= Danny Dias =

American activist

Danny Dias (c. 1983 – June 4, 2017) was an American activist and reality television personality. Dias starred on season 13 of MTV's Road Rules, in 2004. In 2005, he competed on season 11 of Real World/Road Rules Challenge. He later co-founded an AIDS research charity.

==Early life and career==
Dias was born and raised in Linden, New Jersey, where he attended Linden High School. He majored in music education at Westminster Choir College, a music conservatory affiliated with Rider University in Princeton, which he attended from 2001 to 2003, and then continued his undergraduate education at Seton Hall University. Dias, who was openly gay, was cast in season 13 of MTV's Road Rules while he was still attending college. Road Rules: X-Treme, which was filmed in an RV in Argentina and Chile, aired in 2004. The season cast included Dias, as well as Derrick Kosinski, Jodi Weatherton, Ibis Nieves, Kina Dean, and Patrick Maloney. However, Dias was voted out in Episode 6 as a punishment for losing a mission and was replaced by Nick Haggart.

Dias returned to MTV for Real World/Road Rules Challenge: The Gauntlet 2, his Challenge debut, which aired from 2005 to 2006. He was eliminated from the competition by Alton Williams from The Real World Las Vegas after four episodes.

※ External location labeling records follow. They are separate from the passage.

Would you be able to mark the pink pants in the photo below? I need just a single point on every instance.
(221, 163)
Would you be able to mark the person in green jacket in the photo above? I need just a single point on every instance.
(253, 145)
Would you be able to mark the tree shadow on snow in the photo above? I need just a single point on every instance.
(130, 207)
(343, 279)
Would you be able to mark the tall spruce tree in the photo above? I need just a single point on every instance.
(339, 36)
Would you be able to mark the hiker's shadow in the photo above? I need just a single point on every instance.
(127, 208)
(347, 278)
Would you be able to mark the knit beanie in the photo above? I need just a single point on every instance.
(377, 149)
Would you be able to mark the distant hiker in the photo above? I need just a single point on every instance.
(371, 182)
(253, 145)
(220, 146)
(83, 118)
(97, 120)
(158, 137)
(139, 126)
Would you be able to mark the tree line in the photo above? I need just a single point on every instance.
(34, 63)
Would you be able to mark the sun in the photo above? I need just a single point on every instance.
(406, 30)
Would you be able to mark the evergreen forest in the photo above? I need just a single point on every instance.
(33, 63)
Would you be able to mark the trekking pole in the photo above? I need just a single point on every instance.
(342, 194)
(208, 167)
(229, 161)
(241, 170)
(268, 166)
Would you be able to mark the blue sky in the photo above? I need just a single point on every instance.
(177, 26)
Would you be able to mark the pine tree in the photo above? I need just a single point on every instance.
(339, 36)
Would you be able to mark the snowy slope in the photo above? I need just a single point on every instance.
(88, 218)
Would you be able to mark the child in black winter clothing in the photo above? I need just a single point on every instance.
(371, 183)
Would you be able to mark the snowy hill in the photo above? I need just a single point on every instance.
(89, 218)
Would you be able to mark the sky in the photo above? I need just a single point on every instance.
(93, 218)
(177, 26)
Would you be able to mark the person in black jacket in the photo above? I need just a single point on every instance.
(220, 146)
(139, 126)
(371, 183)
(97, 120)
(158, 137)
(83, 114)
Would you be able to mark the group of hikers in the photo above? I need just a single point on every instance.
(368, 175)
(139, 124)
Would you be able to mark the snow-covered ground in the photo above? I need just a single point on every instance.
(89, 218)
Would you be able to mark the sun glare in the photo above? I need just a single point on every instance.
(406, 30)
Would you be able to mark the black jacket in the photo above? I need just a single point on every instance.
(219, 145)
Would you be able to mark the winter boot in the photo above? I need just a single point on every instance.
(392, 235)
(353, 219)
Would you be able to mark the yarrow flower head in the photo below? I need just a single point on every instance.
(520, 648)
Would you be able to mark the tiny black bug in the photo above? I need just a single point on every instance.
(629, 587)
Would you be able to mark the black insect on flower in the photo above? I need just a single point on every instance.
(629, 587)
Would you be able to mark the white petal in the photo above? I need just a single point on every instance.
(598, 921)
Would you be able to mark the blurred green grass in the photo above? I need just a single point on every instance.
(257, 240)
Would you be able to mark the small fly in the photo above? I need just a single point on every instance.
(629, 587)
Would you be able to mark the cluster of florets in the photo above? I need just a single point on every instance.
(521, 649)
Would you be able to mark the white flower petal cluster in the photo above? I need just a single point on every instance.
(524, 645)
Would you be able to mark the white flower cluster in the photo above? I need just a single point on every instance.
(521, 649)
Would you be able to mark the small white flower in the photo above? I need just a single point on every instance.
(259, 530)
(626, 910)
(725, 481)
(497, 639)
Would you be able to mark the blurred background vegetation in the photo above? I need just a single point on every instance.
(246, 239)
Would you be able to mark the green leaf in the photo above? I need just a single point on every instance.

Following his time on Road Rules, Dias studied acting and worked in finance. He also become an AIDS activist and co-founded the research charity, Generation Cure.

==Death==
Dias was found unconscious at his Flushing Avenue apartment in Bushwick, Brooklyn, on June 4, 2017, at the age of 34. Friends had reportedly not reached him for two days. He was pronounced dead by authorities at approximately 5 p.m., though a cause of death was initially unknown.